Sunmi singles chronology
| "Oh Yeah" (2020) | "Tail" (2021) | "You Can't Sit with Us" (2021) |

Music video
- "Tail" on YouTube

= Tail (song) =

2021 single by Sunmi

"Tail" (stylized in all caps) is a song by South Korean singer and songwriter Sunmi. It was released as a standalone single on February 23, 2021, through Abyss Company. "Tail" was made available for digital download and streaming, and includes the B-side track "What the Flower". Both recordings were written by Sunmi, with additional production credits handled by Frants on "Tail" and Hong Song-jin on the B-side.

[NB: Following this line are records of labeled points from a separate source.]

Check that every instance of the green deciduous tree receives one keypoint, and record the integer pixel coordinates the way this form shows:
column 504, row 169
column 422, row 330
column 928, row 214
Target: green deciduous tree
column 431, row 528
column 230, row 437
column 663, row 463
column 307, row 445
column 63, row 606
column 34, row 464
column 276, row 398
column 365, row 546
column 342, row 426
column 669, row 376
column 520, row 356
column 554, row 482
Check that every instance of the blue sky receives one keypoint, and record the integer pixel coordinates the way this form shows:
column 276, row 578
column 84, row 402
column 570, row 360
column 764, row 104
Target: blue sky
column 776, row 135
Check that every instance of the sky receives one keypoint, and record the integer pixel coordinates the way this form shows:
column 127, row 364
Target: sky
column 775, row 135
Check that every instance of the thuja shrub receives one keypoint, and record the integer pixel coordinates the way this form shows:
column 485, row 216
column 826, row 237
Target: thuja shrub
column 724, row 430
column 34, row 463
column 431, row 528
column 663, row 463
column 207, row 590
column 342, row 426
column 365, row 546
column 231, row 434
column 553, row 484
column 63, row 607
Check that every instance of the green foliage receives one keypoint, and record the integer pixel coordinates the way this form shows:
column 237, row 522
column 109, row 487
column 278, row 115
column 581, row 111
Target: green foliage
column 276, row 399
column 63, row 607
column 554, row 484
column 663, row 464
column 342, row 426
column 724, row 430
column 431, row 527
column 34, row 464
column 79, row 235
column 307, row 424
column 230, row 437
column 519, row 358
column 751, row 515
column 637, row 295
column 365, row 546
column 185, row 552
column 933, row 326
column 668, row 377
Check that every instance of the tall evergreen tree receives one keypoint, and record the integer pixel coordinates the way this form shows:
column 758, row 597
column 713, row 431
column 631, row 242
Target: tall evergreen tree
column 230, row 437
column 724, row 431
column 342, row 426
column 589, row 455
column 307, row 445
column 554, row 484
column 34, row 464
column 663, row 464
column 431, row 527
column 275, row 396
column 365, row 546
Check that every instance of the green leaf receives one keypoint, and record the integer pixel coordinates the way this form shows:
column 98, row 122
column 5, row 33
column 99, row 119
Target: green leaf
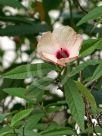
column 19, row 116
column 5, row 131
column 75, row 102
column 85, row 92
column 36, row 90
column 29, row 70
column 23, row 29
column 59, row 132
column 98, row 73
column 12, row 3
column 82, row 66
column 93, row 14
column 33, row 120
column 19, row 92
column 3, row 116
column 16, row 19
column 41, row 84
column 92, row 48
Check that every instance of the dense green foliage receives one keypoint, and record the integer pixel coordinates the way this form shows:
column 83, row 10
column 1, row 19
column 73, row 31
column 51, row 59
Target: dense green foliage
column 44, row 112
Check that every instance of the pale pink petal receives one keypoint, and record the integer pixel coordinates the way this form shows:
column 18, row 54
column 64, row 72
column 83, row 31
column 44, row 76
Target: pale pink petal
column 45, row 44
column 52, row 58
column 63, row 36
column 66, row 60
column 74, row 51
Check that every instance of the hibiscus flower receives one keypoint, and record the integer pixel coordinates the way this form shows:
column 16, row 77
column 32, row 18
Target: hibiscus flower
column 61, row 46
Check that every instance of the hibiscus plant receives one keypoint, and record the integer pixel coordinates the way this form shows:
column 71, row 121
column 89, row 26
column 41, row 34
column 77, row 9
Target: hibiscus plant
column 51, row 68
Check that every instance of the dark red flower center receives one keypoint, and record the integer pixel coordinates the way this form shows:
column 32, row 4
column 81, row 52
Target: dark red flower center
column 62, row 53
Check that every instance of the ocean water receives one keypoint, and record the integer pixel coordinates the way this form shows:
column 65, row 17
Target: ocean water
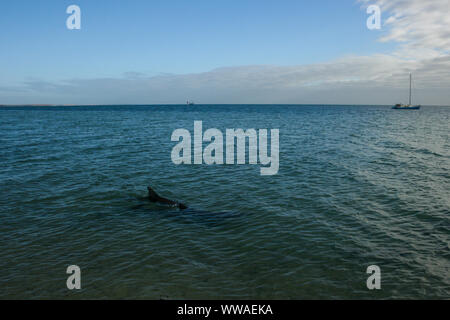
column 357, row 186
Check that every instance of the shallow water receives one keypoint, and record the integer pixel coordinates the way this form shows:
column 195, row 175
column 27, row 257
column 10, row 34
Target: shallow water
column 358, row 185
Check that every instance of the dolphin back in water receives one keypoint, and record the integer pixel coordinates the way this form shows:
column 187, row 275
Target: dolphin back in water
column 154, row 197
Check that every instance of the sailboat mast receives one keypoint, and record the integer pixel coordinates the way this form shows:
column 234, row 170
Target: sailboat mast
column 410, row 82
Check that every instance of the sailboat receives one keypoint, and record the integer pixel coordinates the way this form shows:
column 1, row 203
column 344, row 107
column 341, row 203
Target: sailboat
column 407, row 106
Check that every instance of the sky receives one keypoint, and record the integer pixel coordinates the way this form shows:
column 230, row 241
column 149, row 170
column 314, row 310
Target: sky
column 246, row 51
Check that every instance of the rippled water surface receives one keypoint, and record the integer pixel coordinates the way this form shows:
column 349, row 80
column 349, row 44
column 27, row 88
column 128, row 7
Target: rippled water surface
column 357, row 186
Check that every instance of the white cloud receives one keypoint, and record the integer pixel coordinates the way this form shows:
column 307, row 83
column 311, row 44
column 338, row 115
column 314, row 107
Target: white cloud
column 421, row 28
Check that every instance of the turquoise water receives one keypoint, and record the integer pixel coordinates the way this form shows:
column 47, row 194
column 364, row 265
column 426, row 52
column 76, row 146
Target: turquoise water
column 357, row 186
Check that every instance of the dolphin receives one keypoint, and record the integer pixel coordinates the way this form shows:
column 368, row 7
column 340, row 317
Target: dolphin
column 154, row 197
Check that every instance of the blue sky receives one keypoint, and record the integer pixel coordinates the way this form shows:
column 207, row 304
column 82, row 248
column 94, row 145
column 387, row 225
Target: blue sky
column 173, row 37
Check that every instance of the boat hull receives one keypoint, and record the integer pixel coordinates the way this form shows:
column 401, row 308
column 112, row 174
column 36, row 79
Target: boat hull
column 406, row 107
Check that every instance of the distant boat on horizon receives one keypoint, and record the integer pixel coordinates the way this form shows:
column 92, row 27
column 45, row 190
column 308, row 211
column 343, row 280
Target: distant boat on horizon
column 408, row 106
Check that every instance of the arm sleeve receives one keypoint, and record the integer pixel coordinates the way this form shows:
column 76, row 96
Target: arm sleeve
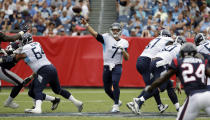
column 100, row 38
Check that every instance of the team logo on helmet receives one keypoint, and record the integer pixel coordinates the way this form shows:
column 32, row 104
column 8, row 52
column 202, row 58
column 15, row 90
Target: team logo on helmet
column 180, row 39
column 165, row 33
column 199, row 38
column 27, row 38
column 116, row 30
column 188, row 49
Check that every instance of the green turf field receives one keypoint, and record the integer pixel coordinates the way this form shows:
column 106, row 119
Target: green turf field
column 95, row 101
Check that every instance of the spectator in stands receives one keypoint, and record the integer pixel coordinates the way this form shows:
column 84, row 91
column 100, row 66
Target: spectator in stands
column 140, row 13
column 31, row 9
column 51, row 29
column 45, row 13
column 55, row 19
column 35, row 32
column 124, row 7
column 16, row 26
column 85, row 10
column 205, row 23
column 65, row 20
column 40, row 26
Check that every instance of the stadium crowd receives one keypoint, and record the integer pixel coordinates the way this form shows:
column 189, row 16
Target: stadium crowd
column 46, row 17
column 145, row 18
column 142, row 18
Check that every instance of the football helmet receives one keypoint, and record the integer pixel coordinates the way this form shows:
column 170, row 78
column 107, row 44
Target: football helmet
column 180, row 39
column 27, row 38
column 165, row 33
column 188, row 49
column 199, row 38
column 116, row 30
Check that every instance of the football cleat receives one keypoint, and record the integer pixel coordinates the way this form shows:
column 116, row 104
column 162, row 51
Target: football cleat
column 136, row 102
column 120, row 103
column 35, row 111
column 55, row 103
column 130, row 106
column 80, row 107
column 162, row 107
column 11, row 105
column 115, row 109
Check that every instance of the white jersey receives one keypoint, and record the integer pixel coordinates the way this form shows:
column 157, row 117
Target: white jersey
column 111, row 53
column 169, row 53
column 155, row 46
column 204, row 47
column 35, row 56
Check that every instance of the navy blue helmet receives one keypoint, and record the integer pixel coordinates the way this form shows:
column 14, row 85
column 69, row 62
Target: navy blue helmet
column 180, row 39
column 199, row 38
column 116, row 26
column 188, row 49
column 165, row 33
column 27, row 38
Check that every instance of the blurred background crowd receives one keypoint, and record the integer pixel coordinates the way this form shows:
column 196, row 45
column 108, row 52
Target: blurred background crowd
column 146, row 18
column 142, row 18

The song is also notable for its distinctive choreography.

Musically, "Tail" is a dance and city pop song which conveys her instinctive feelings regarding love, similar to how "animals use their tail to express their emotions". Commercially, "Tail" peaked at number 22 on the Gaon Digital Chart.

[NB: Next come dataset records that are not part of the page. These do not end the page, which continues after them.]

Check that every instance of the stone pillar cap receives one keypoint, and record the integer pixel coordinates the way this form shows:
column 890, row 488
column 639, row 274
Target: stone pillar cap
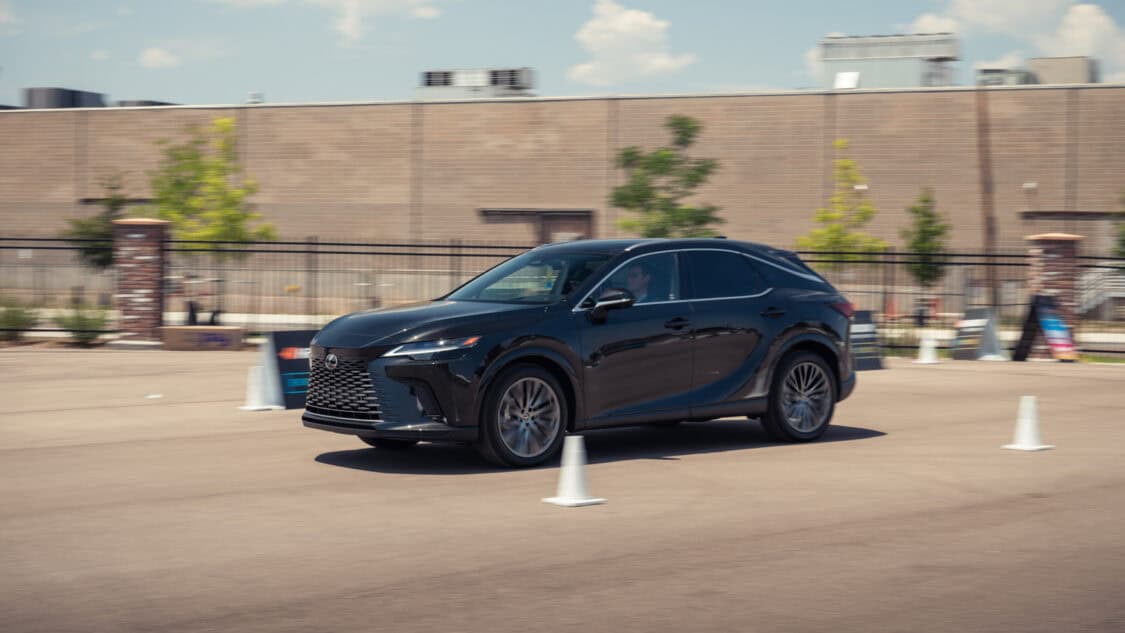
column 141, row 220
column 1055, row 237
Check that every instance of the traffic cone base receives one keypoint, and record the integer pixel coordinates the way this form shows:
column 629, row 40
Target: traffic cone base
column 255, row 392
column 927, row 352
column 573, row 491
column 1027, row 427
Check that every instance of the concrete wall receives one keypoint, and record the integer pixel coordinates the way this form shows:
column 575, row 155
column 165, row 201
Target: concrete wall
column 420, row 171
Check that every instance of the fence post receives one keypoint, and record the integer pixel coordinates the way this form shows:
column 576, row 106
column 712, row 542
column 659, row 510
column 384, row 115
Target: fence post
column 455, row 263
column 312, row 272
column 138, row 259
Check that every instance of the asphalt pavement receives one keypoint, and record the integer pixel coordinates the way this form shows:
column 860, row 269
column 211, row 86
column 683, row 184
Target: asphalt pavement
column 135, row 496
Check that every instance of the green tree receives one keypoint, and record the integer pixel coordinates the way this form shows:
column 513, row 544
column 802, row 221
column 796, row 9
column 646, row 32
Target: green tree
column 660, row 181
column 200, row 189
column 99, row 227
column 848, row 210
column 926, row 241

== Background and release ==
On February 2, 2021, Sunmi's agency Makeus Entertainment (now named Abyss Company), stated that Sunmi is preparing to comeback at the end of February with a new release. On February 10, the singer announced the date of the release via Instagram. On February 15, the tracklist of the single was released. Concept photos and videos for both songs were released on February 17 and 18, as well as a track spoiler video the following day. The music video teaser for "Tail" was released on February 22, 2021. The single released digitally on February 23 along with the music video for the title track.

==Music and lyrics==
Turning 30 this year in Korean age, the new single marked a milestone for Sunmi. "It's my first move taken in my 30s and I feel like I've taken a very daring step forward," she said. The disco lead single, "Tail" is a dance and city pop song about a "super sensitive cat woman villainess who wants love with all her heart, expressing her deepest instinctive feelings". Sunmi added: "Animals use their tail to express their emotions". The song features a unique sense of rhythm and a catchy melody. "What the Flower" is a soul-infused B-side track with her lush vocals moving nimbly across sparkling guitar work and warm piano.

== Critical reception ==

Sofiana Ramli of NME wrote that "the pair of songs work well together, presenting new facades to a beloved veteran performer". Writing for IZM, Stern stated that "Tail" is a "song that reveals Sunmi's concerns, who don't want to fall into mannerism".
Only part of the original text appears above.